We'll do the same for future languages, exactly for the reason you mention, and also so that each translation can refer to a specific dated version of DUO.

jimmyhli commented 3 years ago

Cool, thanks! Is there an equivalent to https://github.com/EBISPOT/DUO/blob/master/src/ontology/duo.owl, but with only English labels? Thanks again

mcourtot commented 3 years ago

The process to create the OWL file is as follow:

  1. duo-edit.owl is the editing version
  2. duo.owl is built by triggering the makefile manually, and merges in duo-edit and the japanese version (at the moment) (The makefile is also used to generate the csv files, duo-basic etc)
  3. once ready for release, the files are copied over from /src/ontology to the top-level and tagged/pushed for release

When I edit duo-edit.owl, I usually trigger the makefile as it has a couple checks, eg reasoning, built in, but there is no guarantee that this is done, so the safest is to use the duo.owl file at the root of the directory (the files under/src/ontology are working files and may change before release)

Is there a specific reason you want only the english labels?

jimmyhli commented 3 years ago

Oh cool, I see. The reason is the ontology parser I use, it only supports parsing one definition out, and coincidentally, it parses the last definition out, which happens to be the Japanese definition, I actually don't have a way to let it return the English definition unless the source is in English only

Related issue was opened in https://github.com/althonos/pronto/issues/104

mcourtot commented 3 years ago

Hi @haoyuanli - I have not forgotten about this and the short answer is I don't know how to best support your use case. We author DUO in OWL which is the W3C standard for ontologies, and one advantage is the multi-language support. It's unfortunate the tool you are trying to use relies on OBO, but it may make more sense for them to upgrade (OBO is not really maintained very much, and OBO-edit development has stopped) or to use another tool such as ROBOT or the OWLAPi directly depending on your needs. The OBO to OWL mapping doesn't seem to cover multi-language very well (and as far as I remember OBO is ascii only, so wouldn't work for Japanese anyway) but I seem to remember we weree able to have a couple in the GO. Pinging @cmungall if he has any insight.

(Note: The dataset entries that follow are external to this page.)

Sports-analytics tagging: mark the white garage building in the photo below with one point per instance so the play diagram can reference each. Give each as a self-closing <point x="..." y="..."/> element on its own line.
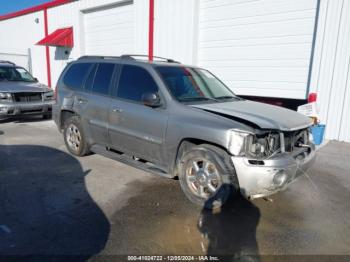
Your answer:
<point x="282" y="49"/>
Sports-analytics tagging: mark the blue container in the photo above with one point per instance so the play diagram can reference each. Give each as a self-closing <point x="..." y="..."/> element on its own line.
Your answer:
<point x="318" y="133"/>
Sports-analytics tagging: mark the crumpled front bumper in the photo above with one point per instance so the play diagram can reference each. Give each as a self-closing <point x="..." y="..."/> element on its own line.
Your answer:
<point x="259" y="180"/>
<point x="30" y="108"/>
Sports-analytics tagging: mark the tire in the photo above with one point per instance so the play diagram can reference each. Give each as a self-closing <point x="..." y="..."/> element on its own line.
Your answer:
<point x="210" y="182"/>
<point x="74" y="137"/>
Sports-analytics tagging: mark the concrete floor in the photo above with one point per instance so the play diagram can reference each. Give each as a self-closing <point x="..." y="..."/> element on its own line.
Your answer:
<point x="52" y="204"/>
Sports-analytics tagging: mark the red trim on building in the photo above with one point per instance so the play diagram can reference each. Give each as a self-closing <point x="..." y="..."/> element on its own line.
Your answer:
<point x="35" y="9"/>
<point x="60" y="37"/>
<point x="47" y="50"/>
<point x="151" y="30"/>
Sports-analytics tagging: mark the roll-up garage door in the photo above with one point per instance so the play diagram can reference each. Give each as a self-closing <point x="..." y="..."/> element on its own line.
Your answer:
<point x="110" y="30"/>
<point x="258" y="47"/>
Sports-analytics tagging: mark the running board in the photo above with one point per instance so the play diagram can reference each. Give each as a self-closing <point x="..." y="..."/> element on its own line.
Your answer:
<point x="145" y="166"/>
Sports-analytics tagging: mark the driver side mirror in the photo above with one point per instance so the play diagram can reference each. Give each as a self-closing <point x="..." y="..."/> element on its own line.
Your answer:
<point x="151" y="100"/>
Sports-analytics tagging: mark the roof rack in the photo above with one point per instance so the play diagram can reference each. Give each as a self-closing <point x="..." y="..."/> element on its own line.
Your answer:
<point x="128" y="57"/>
<point x="96" y="56"/>
<point x="6" y="62"/>
<point x="131" y="57"/>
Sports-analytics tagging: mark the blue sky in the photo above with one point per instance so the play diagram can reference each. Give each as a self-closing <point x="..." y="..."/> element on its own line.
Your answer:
<point x="9" y="6"/>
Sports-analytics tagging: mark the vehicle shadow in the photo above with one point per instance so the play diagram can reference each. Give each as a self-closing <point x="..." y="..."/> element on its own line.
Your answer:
<point x="231" y="230"/>
<point x="46" y="212"/>
<point x="23" y="119"/>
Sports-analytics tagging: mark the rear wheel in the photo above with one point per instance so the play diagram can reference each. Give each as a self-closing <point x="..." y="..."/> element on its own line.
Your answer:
<point x="74" y="137"/>
<point x="207" y="176"/>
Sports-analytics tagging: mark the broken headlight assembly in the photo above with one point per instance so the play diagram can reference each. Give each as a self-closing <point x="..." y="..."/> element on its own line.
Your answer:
<point x="6" y="97"/>
<point x="257" y="146"/>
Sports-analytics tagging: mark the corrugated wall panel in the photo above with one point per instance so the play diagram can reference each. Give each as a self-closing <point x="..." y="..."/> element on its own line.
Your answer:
<point x="175" y="29"/>
<point x="30" y="33"/>
<point x="330" y="78"/>
<point x="259" y="48"/>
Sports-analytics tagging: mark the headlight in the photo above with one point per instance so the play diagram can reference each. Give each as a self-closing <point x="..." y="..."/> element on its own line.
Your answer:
<point x="6" y="97"/>
<point x="311" y="137"/>
<point x="237" y="142"/>
<point x="253" y="145"/>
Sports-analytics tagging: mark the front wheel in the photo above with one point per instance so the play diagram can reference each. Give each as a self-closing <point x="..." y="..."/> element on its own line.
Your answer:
<point x="74" y="137"/>
<point x="207" y="176"/>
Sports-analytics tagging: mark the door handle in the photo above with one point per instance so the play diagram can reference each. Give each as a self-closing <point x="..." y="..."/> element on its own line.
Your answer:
<point x="82" y="101"/>
<point x="117" y="110"/>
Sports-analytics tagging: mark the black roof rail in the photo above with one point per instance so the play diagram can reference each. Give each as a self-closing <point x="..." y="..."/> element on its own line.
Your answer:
<point x="6" y="62"/>
<point x="96" y="56"/>
<point x="131" y="57"/>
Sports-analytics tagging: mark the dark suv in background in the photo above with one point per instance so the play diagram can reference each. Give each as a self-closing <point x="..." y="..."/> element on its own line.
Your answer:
<point x="22" y="94"/>
<point x="181" y="121"/>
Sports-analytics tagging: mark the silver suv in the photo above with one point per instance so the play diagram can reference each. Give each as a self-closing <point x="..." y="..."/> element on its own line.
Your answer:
<point x="181" y="121"/>
<point x="22" y="94"/>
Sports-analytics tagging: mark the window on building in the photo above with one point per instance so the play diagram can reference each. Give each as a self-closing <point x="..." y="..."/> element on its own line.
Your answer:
<point x="134" y="82"/>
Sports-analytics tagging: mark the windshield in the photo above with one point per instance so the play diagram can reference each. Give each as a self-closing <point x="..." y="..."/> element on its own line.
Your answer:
<point x="15" y="74"/>
<point x="192" y="84"/>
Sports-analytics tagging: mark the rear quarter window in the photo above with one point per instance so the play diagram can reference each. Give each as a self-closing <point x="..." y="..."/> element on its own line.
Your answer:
<point x="76" y="74"/>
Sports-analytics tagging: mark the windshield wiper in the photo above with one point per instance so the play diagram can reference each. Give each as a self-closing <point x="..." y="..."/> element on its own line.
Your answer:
<point x="199" y="98"/>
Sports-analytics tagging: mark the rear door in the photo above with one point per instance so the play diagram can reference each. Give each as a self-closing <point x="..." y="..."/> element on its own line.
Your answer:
<point x="98" y="86"/>
<point x="133" y="127"/>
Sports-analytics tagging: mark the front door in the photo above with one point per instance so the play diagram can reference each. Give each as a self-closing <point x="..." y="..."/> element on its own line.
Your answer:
<point x="134" y="128"/>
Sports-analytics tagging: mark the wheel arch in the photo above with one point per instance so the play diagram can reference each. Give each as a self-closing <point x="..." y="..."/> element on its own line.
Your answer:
<point x="184" y="145"/>
<point x="64" y="115"/>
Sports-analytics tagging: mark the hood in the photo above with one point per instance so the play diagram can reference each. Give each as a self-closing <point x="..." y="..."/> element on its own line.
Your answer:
<point x="16" y="87"/>
<point x="258" y="114"/>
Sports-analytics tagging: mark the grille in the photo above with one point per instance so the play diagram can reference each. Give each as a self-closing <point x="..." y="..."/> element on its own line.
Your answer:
<point x="293" y="139"/>
<point x="27" y="97"/>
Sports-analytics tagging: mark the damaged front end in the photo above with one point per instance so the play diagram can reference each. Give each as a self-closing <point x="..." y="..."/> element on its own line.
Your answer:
<point x="268" y="160"/>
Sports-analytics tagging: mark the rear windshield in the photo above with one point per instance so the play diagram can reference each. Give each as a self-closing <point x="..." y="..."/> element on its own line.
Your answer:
<point x="15" y="74"/>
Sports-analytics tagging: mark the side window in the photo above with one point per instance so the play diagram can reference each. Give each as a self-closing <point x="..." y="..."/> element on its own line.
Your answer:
<point x="134" y="82"/>
<point x="103" y="78"/>
<point x="75" y="75"/>
<point x="90" y="79"/>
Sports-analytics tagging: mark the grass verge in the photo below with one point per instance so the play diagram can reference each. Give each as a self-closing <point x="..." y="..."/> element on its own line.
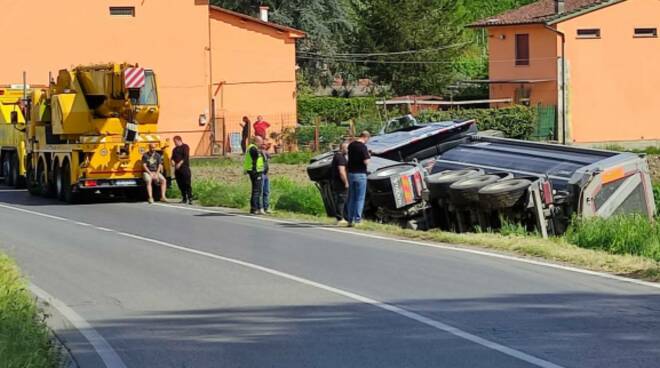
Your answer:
<point x="24" y="339"/>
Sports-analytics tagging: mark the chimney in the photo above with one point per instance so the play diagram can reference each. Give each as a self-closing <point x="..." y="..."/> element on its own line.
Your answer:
<point x="263" y="13"/>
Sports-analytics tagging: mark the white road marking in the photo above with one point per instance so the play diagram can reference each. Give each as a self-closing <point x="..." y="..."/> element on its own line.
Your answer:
<point x="347" y="294"/>
<point x="100" y="345"/>
<point x="442" y="246"/>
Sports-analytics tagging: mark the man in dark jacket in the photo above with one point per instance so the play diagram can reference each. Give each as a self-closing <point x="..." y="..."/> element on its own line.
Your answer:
<point x="339" y="183"/>
<point x="181" y="165"/>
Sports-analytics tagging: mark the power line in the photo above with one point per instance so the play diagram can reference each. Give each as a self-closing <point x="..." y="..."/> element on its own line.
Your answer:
<point x="393" y="53"/>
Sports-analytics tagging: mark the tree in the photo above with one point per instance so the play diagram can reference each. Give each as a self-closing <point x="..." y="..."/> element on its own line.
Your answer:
<point x="434" y="28"/>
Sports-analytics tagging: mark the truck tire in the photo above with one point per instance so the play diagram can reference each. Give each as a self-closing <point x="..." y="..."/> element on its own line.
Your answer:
<point x="17" y="179"/>
<point x="438" y="184"/>
<point x="9" y="169"/>
<point x="67" y="191"/>
<point x="320" y="169"/>
<point x="504" y="194"/>
<point x="466" y="191"/>
<point x="30" y="180"/>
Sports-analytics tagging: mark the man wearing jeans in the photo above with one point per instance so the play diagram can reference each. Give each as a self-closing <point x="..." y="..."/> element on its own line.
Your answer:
<point x="358" y="158"/>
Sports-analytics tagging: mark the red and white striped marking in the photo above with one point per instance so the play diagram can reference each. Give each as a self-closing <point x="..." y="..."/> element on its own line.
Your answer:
<point x="134" y="78"/>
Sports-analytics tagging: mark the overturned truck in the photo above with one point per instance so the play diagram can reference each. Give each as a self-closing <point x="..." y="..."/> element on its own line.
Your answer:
<point x="448" y="175"/>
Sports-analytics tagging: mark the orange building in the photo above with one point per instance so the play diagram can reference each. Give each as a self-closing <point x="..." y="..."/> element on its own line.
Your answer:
<point x="204" y="56"/>
<point x="596" y="60"/>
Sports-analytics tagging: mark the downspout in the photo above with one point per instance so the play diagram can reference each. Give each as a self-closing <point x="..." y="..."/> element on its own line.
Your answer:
<point x="563" y="80"/>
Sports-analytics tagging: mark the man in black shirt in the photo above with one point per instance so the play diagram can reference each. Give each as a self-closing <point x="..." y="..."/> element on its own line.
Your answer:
<point x="339" y="183"/>
<point x="181" y="165"/>
<point x="358" y="158"/>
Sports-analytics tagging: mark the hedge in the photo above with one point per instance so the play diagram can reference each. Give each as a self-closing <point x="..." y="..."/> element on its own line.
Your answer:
<point x="515" y="122"/>
<point x="334" y="109"/>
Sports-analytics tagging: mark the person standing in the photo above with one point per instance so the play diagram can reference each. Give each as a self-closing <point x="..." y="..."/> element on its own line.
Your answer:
<point x="339" y="183"/>
<point x="265" y="190"/>
<point x="358" y="159"/>
<point x="261" y="127"/>
<point x="152" y="164"/>
<point x="181" y="165"/>
<point x="245" y="133"/>
<point x="254" y="166"/>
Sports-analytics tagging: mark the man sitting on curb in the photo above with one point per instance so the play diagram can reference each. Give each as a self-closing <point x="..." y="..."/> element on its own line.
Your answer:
<point x="254" y="166"/>
<point x="152" y="163"/>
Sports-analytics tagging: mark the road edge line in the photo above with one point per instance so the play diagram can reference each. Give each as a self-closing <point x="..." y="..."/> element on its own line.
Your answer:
<point x="100" y="345"/>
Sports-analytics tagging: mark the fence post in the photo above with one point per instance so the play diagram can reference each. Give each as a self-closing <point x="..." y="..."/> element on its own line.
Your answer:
<point x="316" y="134"/>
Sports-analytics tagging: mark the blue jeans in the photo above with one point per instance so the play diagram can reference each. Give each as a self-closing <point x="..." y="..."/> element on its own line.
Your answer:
<point x="265" y="192"/>
<point x="357" y="191"/>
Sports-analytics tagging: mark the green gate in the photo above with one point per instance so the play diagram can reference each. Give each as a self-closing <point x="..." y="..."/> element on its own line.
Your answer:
<point x="546" y="123"/>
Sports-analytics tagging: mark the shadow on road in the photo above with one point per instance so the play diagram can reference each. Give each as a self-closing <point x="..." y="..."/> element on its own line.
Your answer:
<point x="573" y="330"/>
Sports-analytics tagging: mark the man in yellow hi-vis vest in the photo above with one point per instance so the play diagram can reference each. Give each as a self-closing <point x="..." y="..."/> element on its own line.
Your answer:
<point x="254" y="166"/>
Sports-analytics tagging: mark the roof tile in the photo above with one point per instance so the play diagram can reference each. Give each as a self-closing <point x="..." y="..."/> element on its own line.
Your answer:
<point x="539" y="12"/>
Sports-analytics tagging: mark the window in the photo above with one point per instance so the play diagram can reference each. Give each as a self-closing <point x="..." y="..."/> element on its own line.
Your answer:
<point x="522" y="49"/>
<point x="646" y="32"/>
<point x="589" y="33"/>
<point x="122" y="11"/>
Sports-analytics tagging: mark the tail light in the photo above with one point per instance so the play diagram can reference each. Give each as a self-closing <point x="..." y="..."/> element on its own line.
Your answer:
<point x="546" y="187"/>
<point x="417" y="178"/>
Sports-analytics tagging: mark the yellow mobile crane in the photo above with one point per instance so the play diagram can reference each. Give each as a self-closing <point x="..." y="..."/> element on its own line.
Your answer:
<point x="12" y="134"/>
<point x="88" y="131"/>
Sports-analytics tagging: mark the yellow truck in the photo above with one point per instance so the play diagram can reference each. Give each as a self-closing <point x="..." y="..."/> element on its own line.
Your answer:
<point x="88" y="130"/>
<point x="12" y="134"/>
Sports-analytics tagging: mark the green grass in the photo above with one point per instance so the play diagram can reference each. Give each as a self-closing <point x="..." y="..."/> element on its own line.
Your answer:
<point x="24" y="338"/>
<point x="631" y="234"/>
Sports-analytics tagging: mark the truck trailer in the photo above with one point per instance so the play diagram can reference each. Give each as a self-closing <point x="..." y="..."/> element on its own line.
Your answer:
<point x="87" y="131"/>
<point x="447" y="175"/>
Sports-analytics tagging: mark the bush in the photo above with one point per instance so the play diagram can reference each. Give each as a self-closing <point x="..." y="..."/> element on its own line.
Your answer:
<point x="334" y="109"/>
<point x="24" y="337"/>
<point x="292" y="158"/>
<point x="626" y="234"/>
<point x="516" y="122"/>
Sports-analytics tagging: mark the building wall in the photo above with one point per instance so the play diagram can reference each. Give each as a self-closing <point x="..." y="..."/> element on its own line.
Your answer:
<point x="169" y="36"/>
<point x="614" y="80"/>
<point x="253" y="73"/>
<point x="542" y="64"/>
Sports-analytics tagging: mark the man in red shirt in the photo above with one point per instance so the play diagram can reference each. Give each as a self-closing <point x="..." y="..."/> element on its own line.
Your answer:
<point x="260" y="127"/>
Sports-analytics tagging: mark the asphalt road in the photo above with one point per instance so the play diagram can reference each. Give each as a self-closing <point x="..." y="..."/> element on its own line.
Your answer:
<point x="160" y="286"/>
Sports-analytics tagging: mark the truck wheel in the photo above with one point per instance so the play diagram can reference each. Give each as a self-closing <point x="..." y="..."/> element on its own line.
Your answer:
<point x="8" y="169"/>
<point x="30" y="180"/>
<point x="321" y="168"/>
<point x="67" y="193"/>
<point x="42" y="180"/>
<point x="466" y="191"/>
<point x="439" y="183"/>
<point x="504" y="194"/>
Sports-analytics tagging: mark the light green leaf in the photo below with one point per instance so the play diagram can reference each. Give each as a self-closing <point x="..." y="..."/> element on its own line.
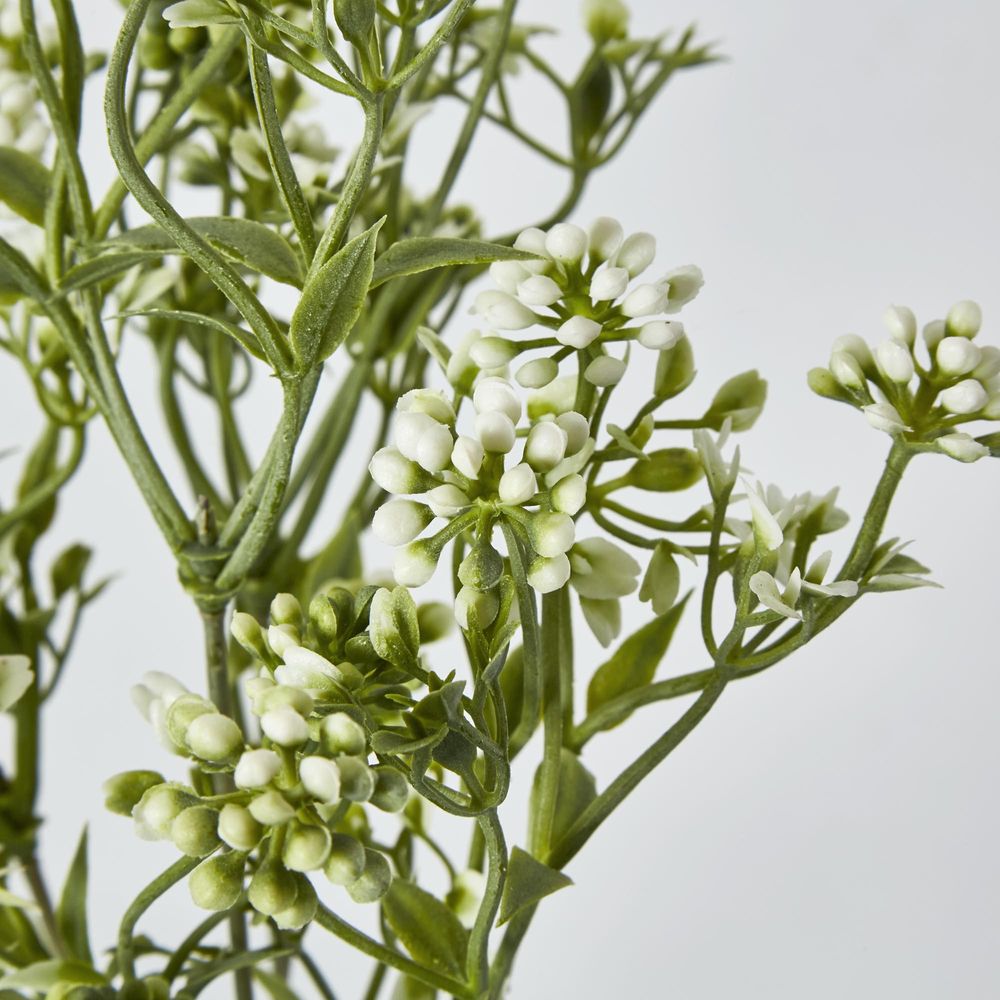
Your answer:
<point x="635" y="661"/>
<point x="332" y="300"/>
<point x="429" y="931"/>
<point x="243" y="241"/>
<point x="24" y="184"/>
<point x="528" y="881"/>
<point x="423" y="253"/>
<point x="71" y="914"/>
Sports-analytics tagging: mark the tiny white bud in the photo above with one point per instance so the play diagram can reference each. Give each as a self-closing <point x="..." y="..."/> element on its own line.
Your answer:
<point x="604" y="371"/>
<point x="901" y="324"/>
<point x="636" y="253"/>
<point x="566" y="243"/>
<point x="257" y="768"/>
<point x="609" y="283"/>
<point x="495" y="432"/>
<point x="661" y="335"/>
<point x="578" y="332"/>
<point x="517" y="485"/>
<point x="467" y="456"/>
<point x="967" y="397"/>
<point x="964" y="319"/>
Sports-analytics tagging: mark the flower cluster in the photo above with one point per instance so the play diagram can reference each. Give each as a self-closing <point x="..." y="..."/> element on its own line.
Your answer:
<point x="924" y="401"/>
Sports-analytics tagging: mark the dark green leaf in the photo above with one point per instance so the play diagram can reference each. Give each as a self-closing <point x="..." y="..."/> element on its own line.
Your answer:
<point x="635" y="661"/>
<point x="429" y="931"/>
<point x="24" y="184"/>
<point x="528" y="881"/>
<point x="423" y="253"/>
<point x="332" y="300"/>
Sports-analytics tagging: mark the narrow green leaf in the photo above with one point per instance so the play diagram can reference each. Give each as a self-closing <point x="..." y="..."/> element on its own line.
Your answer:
<point x="528" y="881"/>
<point x="332" y="300"/>
<point x="24" y="184"/>
<point x="635" y="661"/>
<point x="423" y="253"/>
<point x="429" y="931"/>
<point x="71" y="914"/>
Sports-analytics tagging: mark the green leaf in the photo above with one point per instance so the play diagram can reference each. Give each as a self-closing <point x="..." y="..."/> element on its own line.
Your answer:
<point x="635" y="661"/>
<point x="24" y="184"/>
<point x="332" y="300"/>
<point x="423" y="253"/>
<point x="71" y="914"/>
<point x="243" y="241"/>
<point x="528" y="881"/>
<point x="429" y="931"/>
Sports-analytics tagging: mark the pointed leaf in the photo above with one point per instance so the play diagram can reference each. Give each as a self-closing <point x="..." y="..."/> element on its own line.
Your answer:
<point x="635" y="661"/>
<point x="332" y="300"/>
<point x="429" y="931"/>
<point x="528" y="881"/>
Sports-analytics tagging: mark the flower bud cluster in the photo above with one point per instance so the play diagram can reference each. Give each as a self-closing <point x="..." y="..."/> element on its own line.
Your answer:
<point x="581" y="288"/>
<point x="920" y="398"/>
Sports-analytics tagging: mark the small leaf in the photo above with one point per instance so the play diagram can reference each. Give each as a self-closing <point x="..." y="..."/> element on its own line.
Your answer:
<point x="635" y="661"/>
<point x="528" y="881"/>
<point x="423" y="253"/>
<point x="332" y="300"/>
<point x="71" y="914"/>
<point x="429" y="931"/>
<point x="24" y="184"/>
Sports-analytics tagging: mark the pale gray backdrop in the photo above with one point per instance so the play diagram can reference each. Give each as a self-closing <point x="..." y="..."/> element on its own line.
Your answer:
<point x="831" y="830"/>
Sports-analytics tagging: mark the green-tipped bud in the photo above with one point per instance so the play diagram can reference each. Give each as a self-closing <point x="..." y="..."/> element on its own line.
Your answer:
<point x="122" y="792"/>
<point x="346" y="860"/>
<point x="340" y="734"/>
<point x="195" y="831"/>
<point x="272" y="889"/>
<point x="238" y="828"/>
<point x="391" y="790"/>
<point x="216" y="884"/>
<point x="374" y="881"/>
<point x="306" y="848"/>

What I would recommend in the meantime, is to use the latest official release which is english only. As we are now starting to think about additional languages, we may also want to produce english only at release time, as well as all languages. While the latter would be the version linked from the PURL we could produce an english only version at the same time.

jimmyhli commented 3 years ago

Hi @haoyuanli - I have not forgotten about this and the short answer is I don't know how to best support your use case. We author DUO in OWL which is the W3C standard for ontologies, and one advantage is the multi-language support. It's unfortunate the tool you are trying to use relies on OBO, but it may make more sense for them to upgrade (OBO is not really maintained very much, and OBO-edit development has stopped) or to use another tool such as ROBOT or the OWLAPi directly depending on your needs. The OBO to OWL mapping doesn't seem to cover multi-language very well (and as far as I remember OBO is ascii only, so wouldn't work for Japanese anyway) but I seem to remember we weree able to have a couple in the GO. Pinging @cmungall if he has any insight.

What I would recommend in the meantime, is to use the latest official release which is english only. As we are now starting to think about additional languages, we may also want to produce english only at release time, as well as all languages. While the latter would be the version linked from the PURL we could produce an english only version at the same time.

Hi Melanie, thanks again for the reply. I will try to use the latest official release and open to alternate tools here as well.

mcourtot commented 3 years ago

@haoyuanli odd request but I can't find your email address - can you please email me mcourtot [at] ebi.ac.uk?

jimmyhli commented 3 years ago

@haoyuanli odd request but I can't find your email address - can you please email me mcourtot [at] ebi.ac.uk?

just did! hehe :)